Con su cuenta de Instagram (@nomada.escena) como núcleo y sujeto a la virtualidad pandémica, Nómada produjo y difundió intensamente en pocos meses: charlas sobre la historia de la música electrónica platense desde finales de los ´80, con el testimonio de protagonistas que posiblemente concluya en un libro; tutoriales de producción musical; playlists de dj´s; producciones audiovisuales como “fase Rem” junto a Casa Lumpen, El Beat de la Academia y Ciudad de Gatos con nuevos nombres de una escena muy amplia.
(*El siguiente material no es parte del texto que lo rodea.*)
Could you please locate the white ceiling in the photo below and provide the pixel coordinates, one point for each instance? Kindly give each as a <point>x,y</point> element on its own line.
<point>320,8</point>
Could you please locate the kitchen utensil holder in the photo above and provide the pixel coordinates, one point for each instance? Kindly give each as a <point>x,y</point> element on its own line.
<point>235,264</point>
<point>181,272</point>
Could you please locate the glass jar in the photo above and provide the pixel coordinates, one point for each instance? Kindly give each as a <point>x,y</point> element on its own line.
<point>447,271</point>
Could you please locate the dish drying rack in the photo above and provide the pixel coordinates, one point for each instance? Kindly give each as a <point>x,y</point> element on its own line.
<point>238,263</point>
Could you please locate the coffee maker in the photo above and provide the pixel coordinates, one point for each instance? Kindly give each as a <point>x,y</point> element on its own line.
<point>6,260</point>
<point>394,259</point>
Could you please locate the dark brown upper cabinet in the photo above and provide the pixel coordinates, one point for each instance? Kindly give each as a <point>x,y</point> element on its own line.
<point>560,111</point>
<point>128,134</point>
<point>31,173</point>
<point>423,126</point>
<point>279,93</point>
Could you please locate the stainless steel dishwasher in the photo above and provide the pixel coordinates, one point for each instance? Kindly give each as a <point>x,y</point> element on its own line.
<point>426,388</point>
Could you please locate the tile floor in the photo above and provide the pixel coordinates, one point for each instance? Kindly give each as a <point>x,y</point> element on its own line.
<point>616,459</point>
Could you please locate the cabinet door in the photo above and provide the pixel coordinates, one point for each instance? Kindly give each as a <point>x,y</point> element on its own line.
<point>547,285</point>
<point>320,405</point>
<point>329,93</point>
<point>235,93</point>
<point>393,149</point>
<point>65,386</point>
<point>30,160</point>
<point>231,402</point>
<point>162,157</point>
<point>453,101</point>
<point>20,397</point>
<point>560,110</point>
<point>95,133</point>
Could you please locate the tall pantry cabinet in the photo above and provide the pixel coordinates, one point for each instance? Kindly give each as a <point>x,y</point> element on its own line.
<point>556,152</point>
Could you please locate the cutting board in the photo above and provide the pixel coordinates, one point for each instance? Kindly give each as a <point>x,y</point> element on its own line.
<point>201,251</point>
“Hay tantas cosas -expresa al respecto Sánchez-. Y quizá muy separadas entre sí. Me recuerda a los comienzos del indie, cuando las bandas de cada sello tocaban entre ellos y se pasaban los instrumentos. Lo mismo venía pasando con la música electrónica. Muchas propuestas pero no se pretendía compartir géneros o públicos. La idea es con Juana y la necesidad de ser un medio objetivo, que atraviese un poco todos esos colectivos”.

Ante tanta actividad, cabe reflexionar sobre algún tipo de identidad local: “Te lo puedo decir igual que como siempre funcionó el rock. ¿Te acordás que te decían: ‘suena re platense?’ Y no sabíamos por qué.  No porque la voz suena así o la guitarras asá, sino la originalidad y actitud es platense. Hay un sonido platense. Hay interés de las productoras de Capital por Vurkina, o el set de Peces Raros, la Cuarentena e incluso Mundo Perro que van y vienen de Mar del Plata. Como con el rock cuando uno no sabía qué era, pero venía algo raro, freaky, que te incomodaba. Lo mismo pasa con la electrónica. Ves a las pibas de Vurkina y te vuelan la peluca. Y un montón de cosas que se están gestando. El pibe que ayer no conocía nadie hoy la está rompiendo”.

Más allá del crecimiento y cambios generales, algunas cosas siguen igual: “Con respecto al Estado, a las políticas e instituciones, la electrónica sigue estando excluida a lo que significaría el arte y en cambio sí vinculada a las drogas, noche, cosa turbia. Para mí fue una sorpresa, después de haber vivido una escena de rock llena de machismo, droga y cosas oscuras, ver una ambiente donde la gente se cuida entre sí, se respeta a las diversidades. Mucha de la gente de la vieja generación de a poco ha sido seducida por estos espacios, esta gente, esta música. El que siente los cambios más allá de la moda es inevitable que quiera bailar”. Y continuando con el prejuicio cultural, “hoy va un personal trainer a una plaza con veinte personas y una caja… y no pasa nada. Pero vamos nosotros cinco con un parlante y te sacan. Hay algo contra el baile. Por eso sentimos que hoy bailar incomoda. El vecino te llama, está mal visto. Y es algo que no lo puedo entender. Sentimos más allá de que sea con un ambiente de música o entretenimiento, que hay una carga política en esto”.